Emotionen eines Menschen spielen sich natürlich vornehmlich in dessen Gehirn ab und haben logischerweise auch Auswirkungen auf den Körper. Selbstverständlich können die Mitmenschen manchmal die körperliche oder geistige Angespanntheit eines Menschen spüren. Sie spüren dann aber nur das IRGENDETWAS mit dem anderen los ist. Eventuell können sie auch aufgrund der Körpersprache des anderen ausmachen, ob es sich um Wut, Trauer etc. handelt. Das sind dann aber nur Rückschlüsse, die wir augrund unser Menschenkenntnis und Erfahrung machen. Das eigentliche Gefühl erlebt in seiner vollen Intensität nur der, der es gerade fühlt.

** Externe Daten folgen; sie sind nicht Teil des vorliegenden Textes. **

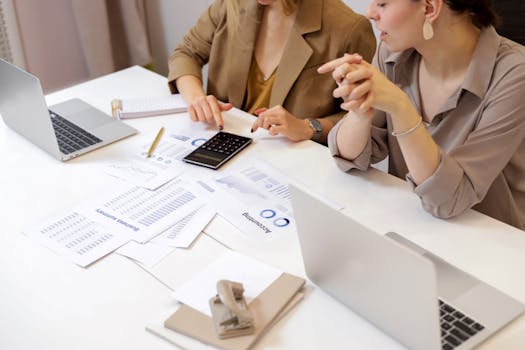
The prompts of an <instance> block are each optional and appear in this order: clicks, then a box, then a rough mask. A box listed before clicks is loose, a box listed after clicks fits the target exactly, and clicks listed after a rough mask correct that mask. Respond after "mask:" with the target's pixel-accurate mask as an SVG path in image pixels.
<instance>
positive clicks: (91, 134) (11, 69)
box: [0, 59, 137, 161]
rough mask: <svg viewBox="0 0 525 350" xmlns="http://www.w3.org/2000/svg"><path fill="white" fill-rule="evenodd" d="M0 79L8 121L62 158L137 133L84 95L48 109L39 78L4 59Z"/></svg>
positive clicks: (40, 146)
mask: <svg viewBox="0 0 525 350" xmlns="http://www.w3.org/2000/svg"><path fill="white" fill-rule="evenodd" d="M0 81H2V85H3V86H4V87H3V88H2V89H0V114H1V115H2V119H3V120H4V122H5V124H6V125H7V126H8V127H10V128H11V129H13V130H14V131H16V132H18V133H19V134H20V135H22V136H23V137H25V138H26V139H27V140H29V141H31V142H32V143H33V144H35V145H36V146H38V147H40V148H41V149H43V150H44V151H46V152H47V153H49V154H51V155H52V156H53V157H55V158H57V159H59V160H63V161H66V160H69V159H71V158H74V157H77V156H79V155H81V154H84V153H86V152H89V151H92V150H94V149H97V148H100V147H102V146H105V145H107V144H109V143H112V142H114V141H117V140H120V139H122V138H125V137H128V136H131V135H134V134H136V133H137V130H135V129H134V128H132V127H130V126H128V125H126V124H124V123H123V122H121V121H119V120H115V119H113V118H111V117H109V116H108V115H106V114H104V113H103V112H102V111H100V110H98V109H96V108H94V107H93V106H91V105H89V104H87V103H86V102H84V101H82V100H80V99H72V100H68V101H65V102H62V103H60V104H57V105H54V106H51V107H49V109H48V107H47V105H46V101H45V98H44V94H43V92H42V87H41V86H40V81H39V80H38V78H37V77H35V76H33V75H31V74H29V73H27V72H26V71H24V70H22V69H21V68H19V67H17V66H15V65H13V64H11V63H9V62H7V61H5V60H2V59H0ZM7 87H8V88H7Z"/></svg>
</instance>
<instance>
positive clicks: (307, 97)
mask: <svg viewBox="0 0 525 350" xmlns="http://www.w3.org/2000/svg"><path fill="white" fill-rule="evenodd" d="M375 46H376V43H375V37H374V35H373V32H372V28H371V25H370V22H369V21H368V19H366V18H365V17H364V16H361V15H358V14H356V13H354V12H353V11H352V10H351V9H350V8H348V7H347V6H346V5H345V4H344V3H342V2H341V1H340V0H216V1H214V2H213V3H212V5H211V6H210V7H209V8H208V10H207V11H205V12H204V13H203V14H202V15H201V17H200V19H199V21H198V22H197V24H196V25H195V26H194V27H193V28H192V29H191V30H190V31H189V32H188V34H187V35H186V37H185V38H184V40H183V42H182V43H181V44H180V45H179V46H178V47H177V48H176V49H175V51H174V52H173V54H172V55H171V56H170V59H169V76H168V80H169V82H170V87H171V89H172V91H173V92H180V93H181V94H182V96H183V97H184V99H185V100H186V102H187V103H188V106H189V113H190V116H191V118H192V120H194V121H202V122H208V123H215V124H216V125H217V127H218V128H219V129H221V128H222V127H223V125H224V124H223V120H222V117H221V112H222V111H225V110H228V109H230V108H231V107H232V106H235V107H237V108H241V109H243V110H245V111H247V112H249V113H254V114H256V115H257V116H258V118H257V119H256V120H255V122H254V124H253V129H252V130H255V129H257V128H258V127H263V128H265V129H267V130H268V131H269V133H270V134H271V135H277V134H282V135H285V136H286V137H288V138H289V139H291V140H294V141H299V140H307V139H313V140H315V141H318V142H322V143H325V142H326V136H327V134H328V131H329V130H330V129H331V128H332V126H333V125H334V124H335V123H336V122H337V121H338V120H339V119H340V118H341V117H342V116H343V115H344V113H345V112H344V111H342V109H341V108H340V106H339V104H340V101H337V99H335V98H334V97H333V96H332V90H333V89H334V88H335V87H336V84H335V83H334V82H333V80H332V79H331V78H330V77H329V76H319V75H318V74H317V72H316V69H317V67H318V66H320V65H321V64H322V63H323V62H326V61H327V60H331V59H334V58H336V57H339V56H341V55H343V53H344V52H348V51H351V52H359V53H360V54H361V55H363V57H364V58H365V59H370V58H371V57H372V56H373V53H374V51H375ZM205 64H208V83H207V92H205V91H204V88H203V86H202V72H201V71H202V67H203V66H204V65H205ZM219 101H222V102H219ZM223 102H224V103H223Z"/></svg>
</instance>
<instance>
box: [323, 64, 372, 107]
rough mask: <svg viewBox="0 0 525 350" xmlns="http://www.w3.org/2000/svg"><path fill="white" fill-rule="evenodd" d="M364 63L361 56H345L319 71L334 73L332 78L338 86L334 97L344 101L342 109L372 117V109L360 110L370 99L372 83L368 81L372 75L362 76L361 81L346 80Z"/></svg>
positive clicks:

Das andere ist dann einfach Sensibilität oder emotionale Intelligenz (z.B. beim Mitleid).
Eben die von Dir skizzierten Modelle der Wirkung von Gefühlen halte ich für falsch oder doch für sehr verkürzt. Zumindest muss man sagen, dass man viele wichtige Phänomene mit diesen Modellen nicht erklären kann. Wären Affekte nur etwas "in den Gehirnen", das sich dann sekundär auf andere überträgt, dann wäre beispielsweise das Aufpeitschen der Stimmung bei einem Fußballspiel oder bei einer guten Parteitagsrede nicht erklärbar. Und dass Wut oder Trauer sich nicht leiblich ausdrücken, kommt doch eigentlich nie vor. Den Super-Stoiker, der das alles verbergen kann, den gibt es nicht.

Ich würde sagen:
Erziehung eines Kindes dahingehend, einzusehen, dass bestimmte Werte vernünftig sind, ist sinnvoll und wichtig. Aber ein Gefühl eines Kindes (z.B. Wut oder Trauer), das gerade gefühlt wird, wegzureden oder zu bewerten ist falsch.
Das heißt nicht, dass man einem Kind jedes "Fehlverhalten" konsequenzlos durchgehen lassen soll. Aber es ist wichtig Kindern immer Erklärungen mitzugeben.
Ich meinte gar nicht primär Kindererziehung, sondern vor allem Selbsterziehung.